Extraits de la loi sur le Tribunal fédéral du 17 juin 2005 (LTF - RS 173.110)
consultable sur le site: http://www.admin.ch/ch/f/rs/c173_110.html

Recours en matière de droit public
(art. 82 et ss LTF)

Recours constitutionnel subsidiaire
(art. 113 et ss LTF)

Art. 82 Principe

Le Tribunal fédéral connaît des recours :

a. contre les décisions rendues dans des causes de droit public ;

...

Art. 83 Exceptions

Le recours est irrecevable contre :

...

c. les décisions en matière de droit des étrangers qui concernent :

1. l'entrée en Suisse,

2. une autorisation à laquelle ni le droit fédéral ni le droit international ne donnent droit,

3. l'admission provisoire,

4. l'expulsion fondée sur l'art. 121, al. 2, de la Constitution ou le renvoi,

5. les dérogations aux conditions d'admission,

6. la prolongation d'une autorisation frontalière, le déplacement de la résidence dans un autre canton, le changement d'emploi du titulaire d'une autorisation frontalière et la délivrance de documents de voyage aux étrangers sans pièces de légitimation ;

d. les décisions en matière d'asile qui ont été rendues :

1. par le Tribunal administratif fédéral,

2. par une autorité cantonale précédente et dont l'objet porte sur une autorisation à laquelle ni le droit fédéral ni le droit international ne donnent droit ;

...

Art. 89 Qualité pour recourir

1 A qualité pour former un recours en matière de droit public quiconque :

a. a pris part à la procédure devant l'autorité précédente ou a été privé de la possibilité de le faire ;

b. est particulièrement atteint par la décision ou l'acte normatif attaqué, et

c. a un intérêt digne de protection à son annulation ou à sa modification.

...

Art. 95 Droit suisse

Le recours peut être formé pour violation :

a. du droit fédéral ;

b. du droit international ;

c. de droits constitutionnels cantonaux ;

d. de dispositions cantonales sur le droit de vote des citoyens ainsi que sur les élections et votations populaires ;

e. du droit intercantonal.

Art. 100 Recours contre une décision

1 Le recours contre une décision doit être déposé devant le Tribunal fédéral dans les 30 jours qui suivent la notification de l'expédition complète.
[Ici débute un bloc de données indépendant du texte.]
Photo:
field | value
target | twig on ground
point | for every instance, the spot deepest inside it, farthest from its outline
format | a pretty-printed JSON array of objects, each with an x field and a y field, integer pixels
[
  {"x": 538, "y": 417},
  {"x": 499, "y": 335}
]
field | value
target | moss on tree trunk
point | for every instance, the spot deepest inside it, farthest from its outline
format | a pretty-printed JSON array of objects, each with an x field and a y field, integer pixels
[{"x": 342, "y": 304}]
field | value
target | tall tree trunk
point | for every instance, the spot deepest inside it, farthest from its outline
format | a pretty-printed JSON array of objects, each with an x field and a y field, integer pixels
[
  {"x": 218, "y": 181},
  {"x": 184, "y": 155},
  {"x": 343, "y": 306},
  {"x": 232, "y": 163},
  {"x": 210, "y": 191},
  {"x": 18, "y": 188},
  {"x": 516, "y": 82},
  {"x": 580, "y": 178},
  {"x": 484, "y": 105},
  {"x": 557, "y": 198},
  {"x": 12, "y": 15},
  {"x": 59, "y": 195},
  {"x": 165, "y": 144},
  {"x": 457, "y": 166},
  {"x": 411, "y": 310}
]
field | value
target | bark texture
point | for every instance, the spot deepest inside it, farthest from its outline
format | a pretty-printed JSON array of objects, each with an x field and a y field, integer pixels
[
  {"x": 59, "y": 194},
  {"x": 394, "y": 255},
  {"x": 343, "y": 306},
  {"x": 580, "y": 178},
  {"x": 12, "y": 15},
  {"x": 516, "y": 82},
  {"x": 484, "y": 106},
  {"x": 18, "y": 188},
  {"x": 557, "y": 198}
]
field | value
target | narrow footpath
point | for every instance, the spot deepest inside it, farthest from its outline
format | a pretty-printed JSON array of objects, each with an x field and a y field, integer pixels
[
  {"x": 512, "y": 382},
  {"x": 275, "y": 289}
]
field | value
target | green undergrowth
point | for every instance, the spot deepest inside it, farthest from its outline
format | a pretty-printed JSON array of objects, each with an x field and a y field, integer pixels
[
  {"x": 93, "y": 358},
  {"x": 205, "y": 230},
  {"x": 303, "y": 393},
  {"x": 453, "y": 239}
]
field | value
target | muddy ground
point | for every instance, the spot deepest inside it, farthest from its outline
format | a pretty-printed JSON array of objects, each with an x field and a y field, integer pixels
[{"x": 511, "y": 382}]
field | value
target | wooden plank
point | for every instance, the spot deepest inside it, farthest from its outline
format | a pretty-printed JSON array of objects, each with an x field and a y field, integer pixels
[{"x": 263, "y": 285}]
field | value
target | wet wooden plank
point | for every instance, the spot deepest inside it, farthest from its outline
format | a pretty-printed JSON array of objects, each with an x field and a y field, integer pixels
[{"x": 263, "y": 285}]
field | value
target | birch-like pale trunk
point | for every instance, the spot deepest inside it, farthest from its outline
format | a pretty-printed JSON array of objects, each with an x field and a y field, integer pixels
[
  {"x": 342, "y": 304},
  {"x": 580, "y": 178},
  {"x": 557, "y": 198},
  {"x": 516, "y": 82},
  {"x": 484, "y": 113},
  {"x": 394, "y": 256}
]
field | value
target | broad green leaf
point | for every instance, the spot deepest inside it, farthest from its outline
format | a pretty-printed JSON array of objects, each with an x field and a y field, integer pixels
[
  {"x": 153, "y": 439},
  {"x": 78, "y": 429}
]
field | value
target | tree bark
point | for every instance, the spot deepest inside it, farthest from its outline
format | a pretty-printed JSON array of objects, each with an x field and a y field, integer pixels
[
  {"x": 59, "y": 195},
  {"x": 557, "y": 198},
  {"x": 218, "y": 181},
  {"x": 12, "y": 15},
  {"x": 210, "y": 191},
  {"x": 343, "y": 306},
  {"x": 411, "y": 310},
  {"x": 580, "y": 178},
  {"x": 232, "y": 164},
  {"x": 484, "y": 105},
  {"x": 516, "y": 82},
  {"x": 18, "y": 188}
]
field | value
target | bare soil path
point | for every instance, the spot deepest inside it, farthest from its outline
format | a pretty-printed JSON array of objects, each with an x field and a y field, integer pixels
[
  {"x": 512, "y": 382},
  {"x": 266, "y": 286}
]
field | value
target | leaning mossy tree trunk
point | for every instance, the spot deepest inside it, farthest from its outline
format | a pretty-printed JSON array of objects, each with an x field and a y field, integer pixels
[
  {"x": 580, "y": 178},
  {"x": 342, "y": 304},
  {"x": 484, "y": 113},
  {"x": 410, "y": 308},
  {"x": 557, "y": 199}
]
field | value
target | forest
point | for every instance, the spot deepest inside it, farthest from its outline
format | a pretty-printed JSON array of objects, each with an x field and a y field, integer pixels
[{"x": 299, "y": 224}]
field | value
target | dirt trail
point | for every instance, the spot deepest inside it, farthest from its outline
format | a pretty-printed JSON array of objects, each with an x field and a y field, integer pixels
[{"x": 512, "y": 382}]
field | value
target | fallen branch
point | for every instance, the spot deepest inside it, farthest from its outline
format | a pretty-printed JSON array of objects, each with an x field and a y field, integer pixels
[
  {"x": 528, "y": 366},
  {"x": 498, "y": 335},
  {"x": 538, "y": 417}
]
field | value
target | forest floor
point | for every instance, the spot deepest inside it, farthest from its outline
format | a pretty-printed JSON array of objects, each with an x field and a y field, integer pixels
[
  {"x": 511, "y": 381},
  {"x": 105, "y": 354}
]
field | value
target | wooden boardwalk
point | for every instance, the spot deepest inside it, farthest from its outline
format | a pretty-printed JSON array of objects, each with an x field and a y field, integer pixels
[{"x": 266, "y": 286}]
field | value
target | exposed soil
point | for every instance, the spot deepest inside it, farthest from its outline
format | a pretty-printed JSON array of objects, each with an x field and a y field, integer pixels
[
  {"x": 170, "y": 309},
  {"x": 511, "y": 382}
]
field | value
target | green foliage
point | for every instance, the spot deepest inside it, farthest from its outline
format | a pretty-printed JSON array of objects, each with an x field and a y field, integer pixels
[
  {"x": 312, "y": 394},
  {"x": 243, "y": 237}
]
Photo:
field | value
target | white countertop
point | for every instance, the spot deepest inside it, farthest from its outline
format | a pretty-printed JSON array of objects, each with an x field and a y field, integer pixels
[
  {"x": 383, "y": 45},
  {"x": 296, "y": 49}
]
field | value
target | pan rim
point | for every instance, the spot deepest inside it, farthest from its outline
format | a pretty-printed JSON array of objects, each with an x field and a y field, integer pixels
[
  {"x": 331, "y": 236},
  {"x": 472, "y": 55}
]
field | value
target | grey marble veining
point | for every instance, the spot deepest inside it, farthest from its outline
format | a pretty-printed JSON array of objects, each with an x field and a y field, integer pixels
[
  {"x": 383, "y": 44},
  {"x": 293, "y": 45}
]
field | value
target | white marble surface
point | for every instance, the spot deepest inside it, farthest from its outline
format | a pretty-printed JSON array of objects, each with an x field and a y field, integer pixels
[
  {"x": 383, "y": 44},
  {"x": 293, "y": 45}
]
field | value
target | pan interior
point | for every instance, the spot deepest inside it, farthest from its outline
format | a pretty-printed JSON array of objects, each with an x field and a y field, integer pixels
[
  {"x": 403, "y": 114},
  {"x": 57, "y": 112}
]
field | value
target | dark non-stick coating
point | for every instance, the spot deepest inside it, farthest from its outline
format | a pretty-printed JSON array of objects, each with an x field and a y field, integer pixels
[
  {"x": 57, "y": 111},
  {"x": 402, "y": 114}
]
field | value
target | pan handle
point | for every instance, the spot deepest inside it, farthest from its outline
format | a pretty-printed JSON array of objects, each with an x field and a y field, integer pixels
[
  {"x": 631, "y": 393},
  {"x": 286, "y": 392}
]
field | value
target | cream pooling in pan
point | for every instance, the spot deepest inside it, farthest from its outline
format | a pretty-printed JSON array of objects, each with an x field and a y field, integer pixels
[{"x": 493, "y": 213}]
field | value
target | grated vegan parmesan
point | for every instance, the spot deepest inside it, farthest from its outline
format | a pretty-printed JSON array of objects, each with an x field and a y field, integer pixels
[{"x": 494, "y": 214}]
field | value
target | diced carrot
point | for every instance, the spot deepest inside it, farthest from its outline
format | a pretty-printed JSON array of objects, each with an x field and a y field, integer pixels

______________________________________________

Art. 113 Principe

Le Tribunal fédéral connaît des recours constitutionnels contre les décisions des autorités cantonales de dernière instance qui ne peuvent faire l'objet d'aucun recours selon les art. 72 à 89.

Art. 115 Qualité pour recourir

A qualité pour former un recours constitutionnel quiconque :

a. a pris part à la procédure devant l'autorité précédente ou a été privé de la possibilité de le faire et

b. a un intérêt juridique à l'annulation ou à la modification de la décision attaquée.

Art. 116 Motifs de recours

Le recours constitutionnel peut être formé pour violation des droits constitutionnels.

Art. 100 Recours contre une décision

1 Le recours contre une décision doit être déposé devant le Tribunal fédéral dans les 30 jours qui suivent la notification de l'expédition complète.

___________________________________________

 

Recours ordinaire simultané (art. 119 LTF)

1 Si une partie forme contre une décision un recours ordinaire et un recours constitutionnel, elle doit déposer les deux recours dans un seul mémoire.

2 Le Tribunal fédéral statue sur les deux recours dans la même procédure.

3 Il examine les griefs invoqués selon les dispositions applicables au type de recours concerné.